Über die wenig überzeugenden wissenschaftlichen Leistungen Löhrs vor seiner Berufung nach Kiel gibt die Stellungnahme der Kieler Fakultät zu Löhr im Rahmen des Berufungsverfahrens zur Nachfolge Schittenhelms deutliche Hinweise. Dabei muss diese Quelle im Lichte der Umstände gelesen werden: Die Fakultät wollte Löhr als Nachfolger Schittenhelms nicht, konnte diese Tatsache aber nur behutsam zum Ausdruck bringen, da Löhr Favorit des "Braunen Hauses" in München war und Dekan Robert Schröder als nationalsozialistischer Dekan im Prinzip verpflichtet gewesen wäre, den Parteigenossen zu unterstützen.

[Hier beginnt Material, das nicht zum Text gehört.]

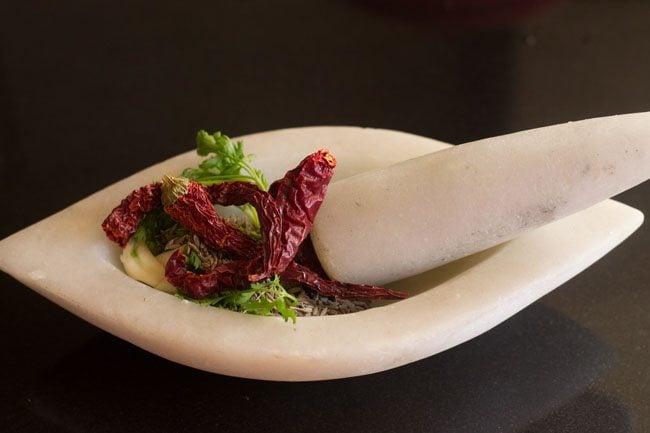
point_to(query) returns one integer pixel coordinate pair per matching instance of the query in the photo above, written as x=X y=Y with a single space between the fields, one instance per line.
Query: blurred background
x=91 y=92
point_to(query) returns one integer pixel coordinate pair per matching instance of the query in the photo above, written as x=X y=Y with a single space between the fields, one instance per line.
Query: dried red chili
x=300 y=274
x=226 y=276
x=239 y=193
x=189 y=205
x=286 y=218
x=299 y=195
x=124 y=219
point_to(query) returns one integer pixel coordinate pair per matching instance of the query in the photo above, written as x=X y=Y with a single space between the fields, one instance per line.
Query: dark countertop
x=92 y=92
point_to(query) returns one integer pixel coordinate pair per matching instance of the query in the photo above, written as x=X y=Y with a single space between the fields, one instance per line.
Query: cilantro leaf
x=266 y=298
x=227 y=162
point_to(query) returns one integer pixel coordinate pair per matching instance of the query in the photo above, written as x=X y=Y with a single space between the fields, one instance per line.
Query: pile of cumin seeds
x=312 y=304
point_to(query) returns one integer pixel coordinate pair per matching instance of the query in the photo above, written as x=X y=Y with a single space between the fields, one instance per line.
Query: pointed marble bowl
x=67 y=259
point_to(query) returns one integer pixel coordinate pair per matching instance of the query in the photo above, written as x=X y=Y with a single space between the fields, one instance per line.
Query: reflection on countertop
x=511 y=379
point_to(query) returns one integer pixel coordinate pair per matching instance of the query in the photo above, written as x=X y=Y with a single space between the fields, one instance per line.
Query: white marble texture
x=67 y=258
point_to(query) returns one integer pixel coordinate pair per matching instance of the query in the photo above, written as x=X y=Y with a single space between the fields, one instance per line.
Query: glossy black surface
x=94 y=91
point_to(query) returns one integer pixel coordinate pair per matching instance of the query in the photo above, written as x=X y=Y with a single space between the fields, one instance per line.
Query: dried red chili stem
x=125 y=218
x=299 y=195
x=189 y=205
x=300 y=274
x=239 y=193
x=227 y=276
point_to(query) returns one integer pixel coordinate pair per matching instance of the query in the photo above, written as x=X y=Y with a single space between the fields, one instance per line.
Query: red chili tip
x=327 y=156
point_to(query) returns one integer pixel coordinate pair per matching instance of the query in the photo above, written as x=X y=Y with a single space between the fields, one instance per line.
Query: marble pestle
x=391 y=223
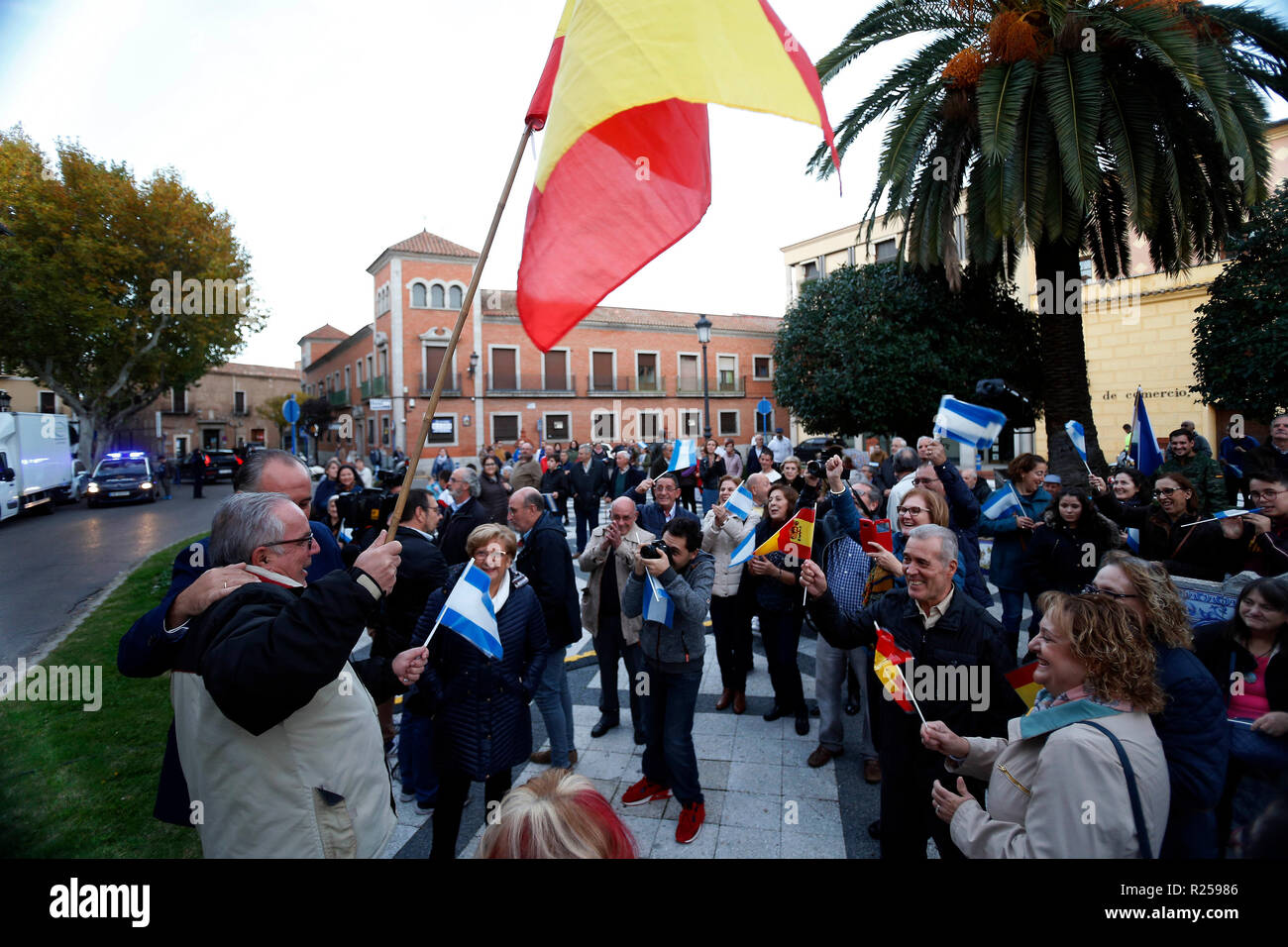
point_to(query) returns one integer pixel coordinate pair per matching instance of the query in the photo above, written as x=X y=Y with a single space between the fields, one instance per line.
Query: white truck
x=35 y=463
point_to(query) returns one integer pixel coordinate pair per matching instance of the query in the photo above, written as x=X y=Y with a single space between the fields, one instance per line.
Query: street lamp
x=703 y=326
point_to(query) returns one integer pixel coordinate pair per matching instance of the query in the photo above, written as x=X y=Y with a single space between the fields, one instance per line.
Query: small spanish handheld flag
x=888 y=655
x=798 y=531
x=1021 y=680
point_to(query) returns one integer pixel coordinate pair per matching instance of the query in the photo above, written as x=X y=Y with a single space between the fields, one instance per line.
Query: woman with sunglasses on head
x=1192 y=724
x=480 y=703
x=1012 y=536
x=1245 y=656
x=1168 y=532
x=1068 y=545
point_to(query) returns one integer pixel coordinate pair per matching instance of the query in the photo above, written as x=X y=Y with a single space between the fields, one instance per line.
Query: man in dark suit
x=421 y=571
x=464 y=486
x=623 y=478
x=545 y=560
x=589 y=483
x=665 y=506
x=153 y=644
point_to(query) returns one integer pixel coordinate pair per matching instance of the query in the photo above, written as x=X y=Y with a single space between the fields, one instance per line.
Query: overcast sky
x=330 y=131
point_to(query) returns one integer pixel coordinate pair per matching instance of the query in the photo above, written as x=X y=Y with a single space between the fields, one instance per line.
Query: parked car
x=121 y=476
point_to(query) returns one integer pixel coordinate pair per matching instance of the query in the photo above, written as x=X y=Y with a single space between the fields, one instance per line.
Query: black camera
x=656 y=551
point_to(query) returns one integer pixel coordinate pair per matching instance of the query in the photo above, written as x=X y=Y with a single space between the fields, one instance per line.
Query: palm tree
x=1065 y=123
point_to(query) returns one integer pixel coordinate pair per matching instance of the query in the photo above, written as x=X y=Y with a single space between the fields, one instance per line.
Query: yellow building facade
x=1138 y=330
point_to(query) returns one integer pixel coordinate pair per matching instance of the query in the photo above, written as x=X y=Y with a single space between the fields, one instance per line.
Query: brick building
x=619 y=375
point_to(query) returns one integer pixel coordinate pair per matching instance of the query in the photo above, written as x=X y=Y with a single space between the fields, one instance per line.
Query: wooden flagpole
x=413 y=459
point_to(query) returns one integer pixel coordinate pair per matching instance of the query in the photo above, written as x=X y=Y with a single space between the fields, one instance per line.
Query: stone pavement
x=763 y=800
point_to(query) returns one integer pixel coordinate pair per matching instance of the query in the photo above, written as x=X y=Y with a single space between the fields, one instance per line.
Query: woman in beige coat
x=1082 y=775
x=730 y=617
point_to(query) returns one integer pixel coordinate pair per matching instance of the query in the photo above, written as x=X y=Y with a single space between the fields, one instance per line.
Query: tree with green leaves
x=111 y=291
x=1240 y=337
x=1067 y=124
x=874 y=348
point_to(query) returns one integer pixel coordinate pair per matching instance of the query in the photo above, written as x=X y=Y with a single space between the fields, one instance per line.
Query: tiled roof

Zu seiner Person heißt es dort: "Herr Löhr war bei den Kollegen, die ihn hier noch kennen gelernt haben, wegen seiner persönlichen Eigenschaften sehr beliebt. Seine Persönlichkeit hat entschieden etwas stark Imponierendes. [...] Er ist auch ein geschickter Redner. Über sein Lehrtalent hat die Fakultät aus eigener Anschauung kein Urteil, weil er sofort nach seiner Habilitation Kiel verlassen hat. Von verschiedenen Seiten wurde berichtet, dass die ärztlichen Demonstrationsabende in Bethel geschätzt seien und gut besucht würden und dass Herr Löhr ebenso die Kurse für Hilfspersonal mit großem Erfolg zu leiten verstand. Bei wissenschaftlichen Sitzungen spricht er gut und eindrucksvoll. Zusammenfassend läßt sich sagen, dass Herr Löhr zweifellos ein ausgezeichneter Krankenhausdirektor, ein guter Organisator und guter Arzt ist."(20) Die Fakultät machte vorsichtig deutlich, dass Löhr wohl bei "Hilfspersonal", nicht aber als Dozent an der Universität Lehrerfahrung vorzuweisen hat, die Beschreibung seiner Persönlichkeit als einer, die "etwas stark Imponierendes" aufzuweisen hat, erscheint im Kontext mit anderen Quellen und Informationen ein Hinweis auf seine cholerische Persönlichkeit.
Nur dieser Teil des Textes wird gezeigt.